The Office of Tax Simplification (OTS) celebrates its tenth anniversary later this year. The initial task of building the Office was taken on by its first Tax Director, John Whiting, supported by Michael Jack as chair. In 2015, the OTS was made an independent office of the Treasury and in 2016 was given statutory authority. The statute provides that the OTS shall have a majority of independent board members (four), as well as the chair and the tax director. The board is completed by senior officials from HM Treasury and HMRC.
Statutory authority coincided with the OTS getting a larger staff budget, so that it was no longer reliant on free secondments from large firms. The team is led by the Head of Office (David Halsey, who succeeded Jeremy Sherwood) and is made up of a great mix of private and public sector policy advisers with a wide range of different experience. There are about 12 to 14 people in the team and as some work part time, we’ve got about nine full-time equivalents. Today, while the OTS may appoint individuals with specific expertise on particular projects, most are part of a permanent team.
I joined the OTS in July 2018, in response to an advert for four policy advisers. In January 2019, I was appointed Tax Director in succession to Paul Morton, after a public appointment process. One year in, it seemed a good time to talk about how the OTS works.
How reviews work in practice
Some of our reviews are commissioned by the chancellor and others are undertaken on our own initiative. However, in all cases, before any review is launched the OTS will debate the merits with Treasury and HMRC officials. The OTS is indeed independent of government but the most productive reviews are those where the review has been developed with the support of the exchequer departments. The OTS makes recommendations but decisions on tax policy remain very much the province of ministers, advised by the Treasury. Tax administration is entrusted by law to HMRC, which is generally supportive of our recommendations, but necessarily needs to fit change into other work.
Once the basic idea has been agreed, the OTS team will commonly draft a scoping document, taking account of feedback from Treasury and HMRC specialists to make sure that the review is properly focused. In all cases, the scoping document will be published on the OTS website – following a letter of instruction from the chancellor where relevant. The scoping document is then followed by a call for evidence and often a public survey.

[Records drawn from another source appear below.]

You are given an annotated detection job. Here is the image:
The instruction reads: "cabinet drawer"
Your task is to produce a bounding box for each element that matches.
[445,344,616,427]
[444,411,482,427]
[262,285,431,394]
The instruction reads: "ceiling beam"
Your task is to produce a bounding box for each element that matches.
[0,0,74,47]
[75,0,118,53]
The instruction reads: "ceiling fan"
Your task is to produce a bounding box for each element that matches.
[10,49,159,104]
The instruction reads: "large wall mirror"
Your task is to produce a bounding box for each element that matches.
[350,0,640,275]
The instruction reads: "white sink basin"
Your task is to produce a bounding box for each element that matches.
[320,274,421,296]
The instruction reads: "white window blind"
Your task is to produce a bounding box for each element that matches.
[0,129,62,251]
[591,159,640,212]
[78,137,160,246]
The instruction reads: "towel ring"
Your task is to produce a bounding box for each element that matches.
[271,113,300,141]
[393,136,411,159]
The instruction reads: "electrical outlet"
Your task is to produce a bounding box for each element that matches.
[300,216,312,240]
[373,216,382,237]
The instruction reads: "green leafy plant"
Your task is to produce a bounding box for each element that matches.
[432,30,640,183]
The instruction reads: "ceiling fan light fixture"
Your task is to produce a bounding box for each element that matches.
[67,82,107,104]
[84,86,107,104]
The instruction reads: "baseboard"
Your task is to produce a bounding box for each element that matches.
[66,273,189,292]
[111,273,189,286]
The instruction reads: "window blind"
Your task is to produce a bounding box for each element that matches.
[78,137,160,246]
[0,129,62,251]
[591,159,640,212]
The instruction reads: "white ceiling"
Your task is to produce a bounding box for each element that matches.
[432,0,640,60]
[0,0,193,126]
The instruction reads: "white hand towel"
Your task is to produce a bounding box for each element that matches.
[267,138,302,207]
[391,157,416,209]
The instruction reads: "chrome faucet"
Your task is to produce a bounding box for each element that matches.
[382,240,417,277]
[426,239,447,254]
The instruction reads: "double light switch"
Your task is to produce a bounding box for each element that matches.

From the start, the OTS made a big effort to seek ideas and feedback from as wide a range of taxpayers, advisers, business organisations and professional bodies as possible. It’s vital to leave London! Local branches of the CIOT/ATT, and the accountancy bodies (the ICAEW, ICAS and CAI) and business organisations (such as the FSB) often facilitate meetings with the OTS team. Other bodies, such as the AAT and CBI, meet us in London, often inviting volunteers to travel to give their feedback. The tax charities and the Low Incomes Tax Reform Group give important evidence often not available anywhere else.
Right at the start of any review, the OTS will set up a meeting with HMRC’s data unit, KAI – Knowledge, Analysis and Intelligence. Good data is a vital part of any form of policy making. The OTS has several times published previously unpublished data – sometimes because it hadn’t been gathered or compiled before. One of the best recent examples of this is the Inheritance Tax review, where KAI gathered data about a wide range of claims and exemptions. For example, there was no data gathered before about claims for taper relief, or for normal expenditure out of income. The data supports the recommendations in the review, as well as enabling others to develop their own policy ideas.

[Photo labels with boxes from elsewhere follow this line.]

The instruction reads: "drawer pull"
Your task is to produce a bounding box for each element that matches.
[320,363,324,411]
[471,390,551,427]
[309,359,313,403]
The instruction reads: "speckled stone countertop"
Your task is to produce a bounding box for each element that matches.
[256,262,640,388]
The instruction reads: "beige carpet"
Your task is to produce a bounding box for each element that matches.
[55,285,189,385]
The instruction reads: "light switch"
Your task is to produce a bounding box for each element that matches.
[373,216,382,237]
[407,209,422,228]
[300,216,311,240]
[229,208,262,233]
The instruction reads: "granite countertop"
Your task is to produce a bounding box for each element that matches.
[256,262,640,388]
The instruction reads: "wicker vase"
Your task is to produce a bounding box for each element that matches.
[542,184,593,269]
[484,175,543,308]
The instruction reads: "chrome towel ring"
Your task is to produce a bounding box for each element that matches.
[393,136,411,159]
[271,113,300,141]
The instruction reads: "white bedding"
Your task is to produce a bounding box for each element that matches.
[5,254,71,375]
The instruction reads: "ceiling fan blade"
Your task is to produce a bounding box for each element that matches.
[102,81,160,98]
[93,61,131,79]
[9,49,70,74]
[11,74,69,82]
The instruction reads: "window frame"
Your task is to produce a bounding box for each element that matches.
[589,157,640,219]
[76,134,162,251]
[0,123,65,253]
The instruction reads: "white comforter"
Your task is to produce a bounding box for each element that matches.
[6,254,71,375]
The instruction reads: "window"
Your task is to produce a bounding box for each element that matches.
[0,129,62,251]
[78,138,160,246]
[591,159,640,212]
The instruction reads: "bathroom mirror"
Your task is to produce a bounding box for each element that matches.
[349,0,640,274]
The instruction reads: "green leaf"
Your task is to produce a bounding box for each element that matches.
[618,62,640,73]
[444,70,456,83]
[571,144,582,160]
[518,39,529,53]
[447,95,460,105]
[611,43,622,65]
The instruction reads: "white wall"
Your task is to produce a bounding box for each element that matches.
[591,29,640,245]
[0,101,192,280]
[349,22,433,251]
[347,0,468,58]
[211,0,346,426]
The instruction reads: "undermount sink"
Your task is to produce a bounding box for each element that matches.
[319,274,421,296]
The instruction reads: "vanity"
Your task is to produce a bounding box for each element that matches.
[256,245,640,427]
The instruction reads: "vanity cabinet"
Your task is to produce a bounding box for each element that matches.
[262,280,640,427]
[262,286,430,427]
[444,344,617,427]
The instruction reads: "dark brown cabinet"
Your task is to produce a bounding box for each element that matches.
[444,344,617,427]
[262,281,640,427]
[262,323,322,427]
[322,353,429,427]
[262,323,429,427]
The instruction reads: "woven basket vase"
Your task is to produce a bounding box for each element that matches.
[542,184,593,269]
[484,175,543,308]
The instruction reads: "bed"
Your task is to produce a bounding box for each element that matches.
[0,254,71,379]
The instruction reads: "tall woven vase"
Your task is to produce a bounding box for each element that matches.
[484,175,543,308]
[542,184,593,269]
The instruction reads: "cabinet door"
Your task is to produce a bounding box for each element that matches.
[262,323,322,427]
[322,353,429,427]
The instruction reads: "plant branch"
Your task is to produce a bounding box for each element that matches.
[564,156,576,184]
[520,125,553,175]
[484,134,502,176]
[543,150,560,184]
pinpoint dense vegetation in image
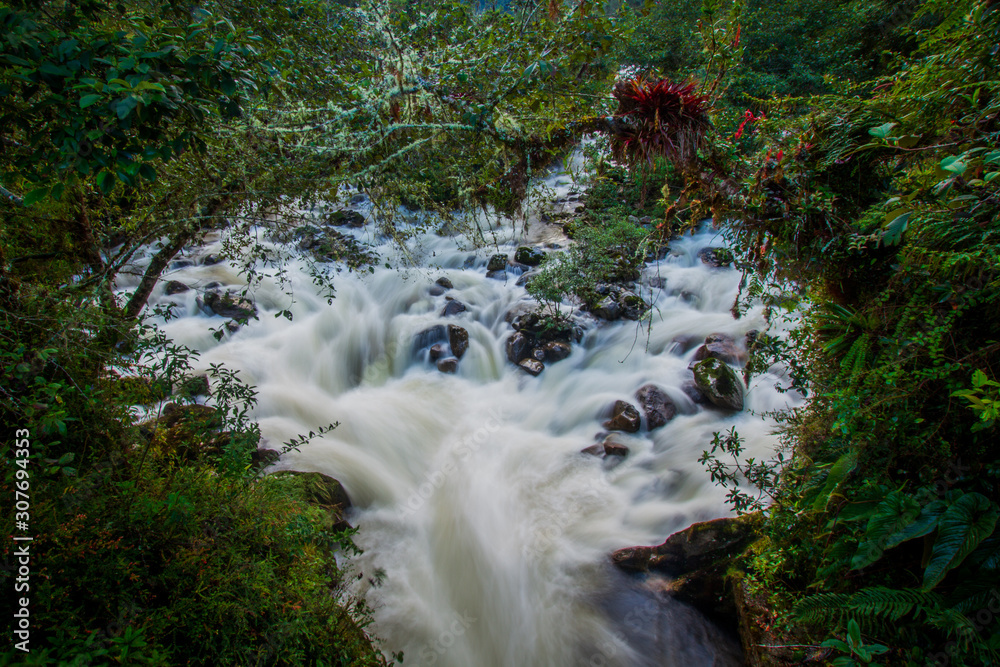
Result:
[0,0,1000,665]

There are also a range of meetings with HMRC and Treasury operational and policy teams. They will be able to discuss the general issues they see, whether in non-statutory clearance applications or in compliance activities.
Traditionally, the OTS has formed a consultative committee for chancellor reviews. The committee is made up of a range of private sector experts, as well as specialists from HMRC and the Treasury. Sometimes an academic or an economist is invited to bring a broader perspective. The committee can typically act as a sounding board – although the final report remains that of the OTS.
After the initial evidence gathering, debate continues to make sure that the final recommendations are sound and capable of implementation. It’s important to make sure that avoidance gaps are not opened up, or that a proposal has an unexpected exchequer cost. There’s no longer a requirement for a set of recommendations to be revenue neutral but naturally the impact on the public finances remains important.
Finally, the report is published (and laid before Parliament by the chancellor, where commissioned by him). We will speak to journalists about the report, to help inform the wider public of the OTS’ work. The chancellor is bound to respond to commissioned reports, although the question of adopting recommendations remains very much a matter for the government. The support of the advisory community in providing ideas and evidence makes a vital contribution to a simpler and better tax system.